Очутившись в Москве, Дашкова попала из-под крыла одного дяди под политическую опеку второго. Чего терпеть не могла. Но положение обязывало. Она сменила лишь декорации, но не амплуа. Ее окружали всё те же оппозиционеры. Ей приходилось разделять их настроения, разговоры и хлопоты. Ничего удивительного, что именно Дашковой было поручено просветить нового кандидата в фавориты — 35-летнего генерал-лейтенанта Г.А. Потемкина — касательно тонкостей отношений императрицы и великого князя.
Вызванный с театра военных действий Потемкин поспешил в Петербург. Он прекрасно понимал, что без опоры на одну из ведущих политических группировок не удержится при дворе. Поэтому по дороге Григорий Александрович остановился в Москве и встретился с двумя виднейшими членами панинской партии: отставным генерал-аншефом и нашей героиней. Разговор с первым свелся к обмену обязательствами: Потемкин обещал ворчуну возвращение на службу.
В Москве же кандидат в фавориты посетил несколько собраний в домах родственников Паниных, где был представлен княгине. «Знакомство наше было весьма поверхностное», — заметила Дашкова. Но она «дала ему один совет; будучи принят к сведению, он устранил бы сцены, которые великий князь, впоследствии Павел I, не преминул сделать, к общему соблазну, чтобы повредить Потемкину» {624}.
Обратим внимание на очевидное противоречие: Екатерина Романовна едва знала кандидата в фавориты, но дала ему совет весьма щекотливого свойства. Такой поступок по меньшей мере странен. Приходится заключить, что Дашкова либо проявила «утонченное» чувство такта, либо действовала по договоренности, вновь играя роль лица, близкого к государыне.
Предшественник Потемкина на посту фаворита — А.С. Васильчиков, ставленник панинской группировки — единственный из всех любимцев Екатерины II не испортил отношений с великим князем. Правда, он и не обеспечил императрице политической поддержки. Давая Потемкину рекомендации, панинская партия устами Дашковой внушала Григорию Александровичу выгодный эталон поведения. Однако Потемкин ни по характеру, ни по государственным талантам не напоминал тихого Васильчикова.

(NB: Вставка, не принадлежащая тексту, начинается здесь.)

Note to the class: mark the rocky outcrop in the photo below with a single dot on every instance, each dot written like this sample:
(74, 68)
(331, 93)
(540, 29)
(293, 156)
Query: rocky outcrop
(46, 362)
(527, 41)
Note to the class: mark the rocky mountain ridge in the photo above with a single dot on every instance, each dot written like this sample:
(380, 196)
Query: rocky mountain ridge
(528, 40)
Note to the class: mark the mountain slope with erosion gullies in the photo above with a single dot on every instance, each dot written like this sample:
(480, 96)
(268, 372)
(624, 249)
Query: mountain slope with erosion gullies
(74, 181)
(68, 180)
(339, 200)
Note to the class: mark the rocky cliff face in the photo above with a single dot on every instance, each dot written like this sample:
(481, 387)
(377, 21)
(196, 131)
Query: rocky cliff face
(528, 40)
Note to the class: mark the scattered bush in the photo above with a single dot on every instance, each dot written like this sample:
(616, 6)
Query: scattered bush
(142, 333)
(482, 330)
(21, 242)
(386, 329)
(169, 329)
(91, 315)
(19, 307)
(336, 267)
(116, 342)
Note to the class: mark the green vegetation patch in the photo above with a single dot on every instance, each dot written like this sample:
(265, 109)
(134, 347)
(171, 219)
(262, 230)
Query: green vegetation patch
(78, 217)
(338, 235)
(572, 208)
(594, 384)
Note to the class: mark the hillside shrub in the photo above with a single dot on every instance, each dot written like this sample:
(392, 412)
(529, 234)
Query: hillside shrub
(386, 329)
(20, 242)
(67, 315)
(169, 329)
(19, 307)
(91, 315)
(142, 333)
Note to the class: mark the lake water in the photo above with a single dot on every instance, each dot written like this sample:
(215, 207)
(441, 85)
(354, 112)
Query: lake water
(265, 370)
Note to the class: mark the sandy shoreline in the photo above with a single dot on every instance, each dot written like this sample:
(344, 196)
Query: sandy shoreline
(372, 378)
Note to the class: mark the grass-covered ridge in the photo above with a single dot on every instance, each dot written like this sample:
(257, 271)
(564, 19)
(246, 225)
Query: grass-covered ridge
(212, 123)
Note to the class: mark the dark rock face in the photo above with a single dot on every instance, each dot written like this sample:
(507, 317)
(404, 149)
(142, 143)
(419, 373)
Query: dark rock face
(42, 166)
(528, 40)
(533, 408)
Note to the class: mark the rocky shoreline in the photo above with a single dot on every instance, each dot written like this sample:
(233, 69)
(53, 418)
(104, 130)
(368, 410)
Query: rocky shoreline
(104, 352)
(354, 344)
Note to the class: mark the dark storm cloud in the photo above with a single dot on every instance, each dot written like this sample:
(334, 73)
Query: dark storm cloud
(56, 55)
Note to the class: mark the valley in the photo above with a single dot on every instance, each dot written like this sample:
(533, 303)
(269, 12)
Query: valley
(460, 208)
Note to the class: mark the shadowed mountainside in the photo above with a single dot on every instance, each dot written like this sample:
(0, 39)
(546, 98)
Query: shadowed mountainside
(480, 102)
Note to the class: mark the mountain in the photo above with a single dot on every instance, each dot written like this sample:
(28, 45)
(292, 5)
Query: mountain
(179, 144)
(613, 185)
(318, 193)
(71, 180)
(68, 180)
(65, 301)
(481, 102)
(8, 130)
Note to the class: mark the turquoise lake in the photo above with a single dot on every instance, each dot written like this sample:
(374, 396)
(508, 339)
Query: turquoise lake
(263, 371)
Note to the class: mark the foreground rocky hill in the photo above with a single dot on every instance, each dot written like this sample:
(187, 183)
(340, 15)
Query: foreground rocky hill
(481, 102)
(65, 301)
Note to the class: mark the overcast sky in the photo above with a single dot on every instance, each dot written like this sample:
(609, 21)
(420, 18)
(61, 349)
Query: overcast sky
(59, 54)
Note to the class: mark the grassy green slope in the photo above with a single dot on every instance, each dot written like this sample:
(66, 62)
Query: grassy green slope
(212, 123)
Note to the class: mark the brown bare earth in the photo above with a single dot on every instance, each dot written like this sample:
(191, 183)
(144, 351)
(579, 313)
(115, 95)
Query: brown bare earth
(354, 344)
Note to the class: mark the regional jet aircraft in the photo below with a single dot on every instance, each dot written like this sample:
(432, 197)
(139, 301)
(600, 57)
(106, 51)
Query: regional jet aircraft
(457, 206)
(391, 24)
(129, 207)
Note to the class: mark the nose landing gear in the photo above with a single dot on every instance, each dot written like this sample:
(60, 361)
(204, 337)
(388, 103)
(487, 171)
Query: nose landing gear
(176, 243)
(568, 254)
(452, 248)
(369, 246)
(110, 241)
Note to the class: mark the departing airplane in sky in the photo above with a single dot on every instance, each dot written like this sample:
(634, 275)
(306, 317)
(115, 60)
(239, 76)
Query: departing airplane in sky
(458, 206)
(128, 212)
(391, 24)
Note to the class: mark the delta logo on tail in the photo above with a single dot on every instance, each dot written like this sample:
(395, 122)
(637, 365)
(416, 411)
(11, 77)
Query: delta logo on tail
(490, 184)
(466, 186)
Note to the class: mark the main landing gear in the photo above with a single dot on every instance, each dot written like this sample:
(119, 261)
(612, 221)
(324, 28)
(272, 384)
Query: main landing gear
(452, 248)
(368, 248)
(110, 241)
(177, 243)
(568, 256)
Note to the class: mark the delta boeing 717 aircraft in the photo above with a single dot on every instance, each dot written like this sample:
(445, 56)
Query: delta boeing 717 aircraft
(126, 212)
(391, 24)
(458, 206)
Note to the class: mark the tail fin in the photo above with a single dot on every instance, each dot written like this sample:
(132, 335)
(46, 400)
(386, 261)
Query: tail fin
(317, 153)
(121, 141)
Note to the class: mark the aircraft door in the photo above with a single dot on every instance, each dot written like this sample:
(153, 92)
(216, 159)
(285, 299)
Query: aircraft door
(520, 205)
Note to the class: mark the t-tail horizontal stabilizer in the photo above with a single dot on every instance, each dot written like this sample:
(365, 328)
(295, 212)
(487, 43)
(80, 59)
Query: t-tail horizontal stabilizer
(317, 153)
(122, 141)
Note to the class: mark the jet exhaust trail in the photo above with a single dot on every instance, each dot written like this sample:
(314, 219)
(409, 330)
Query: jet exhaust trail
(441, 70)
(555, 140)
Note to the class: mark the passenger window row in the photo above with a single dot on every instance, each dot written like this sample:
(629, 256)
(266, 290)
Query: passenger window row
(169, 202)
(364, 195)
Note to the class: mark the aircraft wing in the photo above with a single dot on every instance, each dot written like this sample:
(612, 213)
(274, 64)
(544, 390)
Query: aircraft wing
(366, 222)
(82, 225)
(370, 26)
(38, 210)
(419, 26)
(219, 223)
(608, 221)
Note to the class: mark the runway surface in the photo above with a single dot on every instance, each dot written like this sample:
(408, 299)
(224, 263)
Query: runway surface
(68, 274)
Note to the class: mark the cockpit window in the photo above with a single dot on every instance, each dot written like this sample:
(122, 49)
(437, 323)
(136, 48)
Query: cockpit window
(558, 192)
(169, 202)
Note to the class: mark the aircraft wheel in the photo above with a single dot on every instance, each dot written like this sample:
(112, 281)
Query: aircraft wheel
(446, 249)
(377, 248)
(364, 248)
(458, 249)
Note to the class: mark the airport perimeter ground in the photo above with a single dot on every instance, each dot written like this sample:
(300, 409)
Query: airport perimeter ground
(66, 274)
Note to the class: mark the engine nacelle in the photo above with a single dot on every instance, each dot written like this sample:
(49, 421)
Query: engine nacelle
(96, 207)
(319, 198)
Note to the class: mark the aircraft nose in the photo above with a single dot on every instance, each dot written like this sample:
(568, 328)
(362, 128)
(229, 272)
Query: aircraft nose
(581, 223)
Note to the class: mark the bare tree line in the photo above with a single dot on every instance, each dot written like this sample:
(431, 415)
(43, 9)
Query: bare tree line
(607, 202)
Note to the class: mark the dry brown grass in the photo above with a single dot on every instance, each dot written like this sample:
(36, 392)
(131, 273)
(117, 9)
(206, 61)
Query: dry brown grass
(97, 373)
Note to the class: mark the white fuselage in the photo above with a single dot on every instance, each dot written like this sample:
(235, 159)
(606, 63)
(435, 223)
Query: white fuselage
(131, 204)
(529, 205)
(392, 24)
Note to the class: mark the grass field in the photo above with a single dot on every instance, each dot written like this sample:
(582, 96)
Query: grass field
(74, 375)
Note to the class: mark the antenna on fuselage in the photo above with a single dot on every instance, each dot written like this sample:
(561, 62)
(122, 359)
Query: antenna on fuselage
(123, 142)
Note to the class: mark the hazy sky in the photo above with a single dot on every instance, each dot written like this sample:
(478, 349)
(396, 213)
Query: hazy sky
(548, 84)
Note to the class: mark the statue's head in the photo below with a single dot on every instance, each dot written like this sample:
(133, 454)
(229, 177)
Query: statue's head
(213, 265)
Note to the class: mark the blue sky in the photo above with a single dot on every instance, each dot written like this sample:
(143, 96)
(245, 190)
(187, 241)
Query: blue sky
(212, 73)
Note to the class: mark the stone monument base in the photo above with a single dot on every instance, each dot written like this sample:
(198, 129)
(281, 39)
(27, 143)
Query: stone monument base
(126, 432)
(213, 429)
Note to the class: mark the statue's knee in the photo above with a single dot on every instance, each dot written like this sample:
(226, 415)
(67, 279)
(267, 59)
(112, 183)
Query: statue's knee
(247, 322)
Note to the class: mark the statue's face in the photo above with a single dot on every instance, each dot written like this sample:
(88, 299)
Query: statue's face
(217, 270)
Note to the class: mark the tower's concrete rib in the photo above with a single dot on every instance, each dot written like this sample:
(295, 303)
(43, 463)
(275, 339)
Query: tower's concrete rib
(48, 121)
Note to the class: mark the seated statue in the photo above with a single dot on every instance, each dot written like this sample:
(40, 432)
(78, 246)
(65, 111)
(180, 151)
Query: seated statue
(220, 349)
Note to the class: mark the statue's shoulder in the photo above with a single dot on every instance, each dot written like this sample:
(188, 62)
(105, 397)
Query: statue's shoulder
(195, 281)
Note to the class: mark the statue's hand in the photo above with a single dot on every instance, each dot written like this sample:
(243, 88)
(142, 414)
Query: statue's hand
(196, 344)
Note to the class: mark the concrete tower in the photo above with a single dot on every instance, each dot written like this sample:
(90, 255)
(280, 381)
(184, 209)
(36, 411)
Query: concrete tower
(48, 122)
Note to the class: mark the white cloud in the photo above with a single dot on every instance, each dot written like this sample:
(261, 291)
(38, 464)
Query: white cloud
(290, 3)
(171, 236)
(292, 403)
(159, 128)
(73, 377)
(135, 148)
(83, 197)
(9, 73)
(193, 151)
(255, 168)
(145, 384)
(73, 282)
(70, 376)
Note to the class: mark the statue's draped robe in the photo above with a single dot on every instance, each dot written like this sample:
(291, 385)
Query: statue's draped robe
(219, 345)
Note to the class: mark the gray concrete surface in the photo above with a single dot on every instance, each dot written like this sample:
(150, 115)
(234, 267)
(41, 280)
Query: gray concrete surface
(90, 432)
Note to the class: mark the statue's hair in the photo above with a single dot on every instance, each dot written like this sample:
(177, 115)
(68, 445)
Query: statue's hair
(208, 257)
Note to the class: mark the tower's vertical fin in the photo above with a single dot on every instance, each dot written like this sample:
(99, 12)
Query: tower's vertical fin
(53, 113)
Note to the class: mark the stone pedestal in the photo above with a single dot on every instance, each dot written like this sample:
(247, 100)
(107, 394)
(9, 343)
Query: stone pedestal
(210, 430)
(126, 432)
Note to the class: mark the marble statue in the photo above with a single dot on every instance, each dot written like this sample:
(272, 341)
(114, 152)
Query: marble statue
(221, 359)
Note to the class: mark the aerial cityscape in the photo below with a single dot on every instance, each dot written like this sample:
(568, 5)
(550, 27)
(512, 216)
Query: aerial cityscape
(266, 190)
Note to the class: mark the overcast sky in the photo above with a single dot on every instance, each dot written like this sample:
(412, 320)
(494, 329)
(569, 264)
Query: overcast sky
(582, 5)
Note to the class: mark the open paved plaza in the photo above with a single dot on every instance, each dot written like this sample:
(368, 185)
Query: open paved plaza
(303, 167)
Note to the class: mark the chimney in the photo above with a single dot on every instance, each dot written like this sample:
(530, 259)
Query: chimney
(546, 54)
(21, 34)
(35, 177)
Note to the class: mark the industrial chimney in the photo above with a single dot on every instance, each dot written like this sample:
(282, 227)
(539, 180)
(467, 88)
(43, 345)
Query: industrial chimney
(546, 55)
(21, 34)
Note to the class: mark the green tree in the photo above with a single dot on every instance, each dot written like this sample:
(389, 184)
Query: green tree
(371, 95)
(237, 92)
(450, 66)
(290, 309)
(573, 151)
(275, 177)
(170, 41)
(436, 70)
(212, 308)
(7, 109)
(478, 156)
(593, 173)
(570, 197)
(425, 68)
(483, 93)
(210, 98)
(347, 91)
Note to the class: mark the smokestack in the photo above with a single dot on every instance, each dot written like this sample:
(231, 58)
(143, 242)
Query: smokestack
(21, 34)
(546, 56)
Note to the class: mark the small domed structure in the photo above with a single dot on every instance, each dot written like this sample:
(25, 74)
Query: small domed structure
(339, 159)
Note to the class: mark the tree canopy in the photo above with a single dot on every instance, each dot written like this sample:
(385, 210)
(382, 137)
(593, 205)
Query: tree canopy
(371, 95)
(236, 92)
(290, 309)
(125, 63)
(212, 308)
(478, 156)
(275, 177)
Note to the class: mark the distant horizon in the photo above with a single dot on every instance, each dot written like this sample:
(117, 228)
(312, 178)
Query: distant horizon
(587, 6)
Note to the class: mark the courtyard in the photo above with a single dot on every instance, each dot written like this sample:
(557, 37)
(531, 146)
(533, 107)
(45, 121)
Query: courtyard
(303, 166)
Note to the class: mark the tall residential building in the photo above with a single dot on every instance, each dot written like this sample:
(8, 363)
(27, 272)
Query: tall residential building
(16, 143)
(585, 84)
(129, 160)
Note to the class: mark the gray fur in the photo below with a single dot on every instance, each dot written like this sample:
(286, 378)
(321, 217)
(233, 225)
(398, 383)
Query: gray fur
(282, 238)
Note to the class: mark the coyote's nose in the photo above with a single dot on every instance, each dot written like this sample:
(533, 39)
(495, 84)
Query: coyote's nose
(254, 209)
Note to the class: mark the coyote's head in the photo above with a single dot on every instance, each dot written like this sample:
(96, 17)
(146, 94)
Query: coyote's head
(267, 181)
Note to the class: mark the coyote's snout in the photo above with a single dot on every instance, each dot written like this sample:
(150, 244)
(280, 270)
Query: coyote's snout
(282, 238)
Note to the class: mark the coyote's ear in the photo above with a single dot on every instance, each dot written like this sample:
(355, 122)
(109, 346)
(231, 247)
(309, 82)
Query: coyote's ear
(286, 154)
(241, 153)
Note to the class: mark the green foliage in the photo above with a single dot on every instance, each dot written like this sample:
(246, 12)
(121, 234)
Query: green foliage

«Сей новый актер станет роль свою играть с великой живостью и со многими переменами, если только утвердится», — писал о Потемкине 7 марта 1774 года Петр Панин своему племяннику камер-юнкеру А.Б. Куракину. Действительно, с началом нового фавора положение сторонников партии Паниных улучшилось. Это потепление коснулось и Дашковой. В апреле 1774 года она получила милостивый ответ на поздравление Екатерины II с днем рождения, а в следующем году, во время приезда императрицы в Первопрестольную на празднование Кючук-Кайнарджийского мира, часто сопровождала подругу и принимала участие в официальных торжествах.
Было бы неверно считать, будто в Москве Дашкова занималась только политикой. Напротив, ее захватили семейные и хозяйственные дела, а затем и участие в издательских проектах. Княгиня похоронила свекровь и задумалась о замужестве дочери. Анастасии исполнилось четырнадцать. Можно было повременить. Но мать твердо взяла курс на поиски жениха. Она хотела пристроить девочку и уже со свободной головой заняться образованием сына.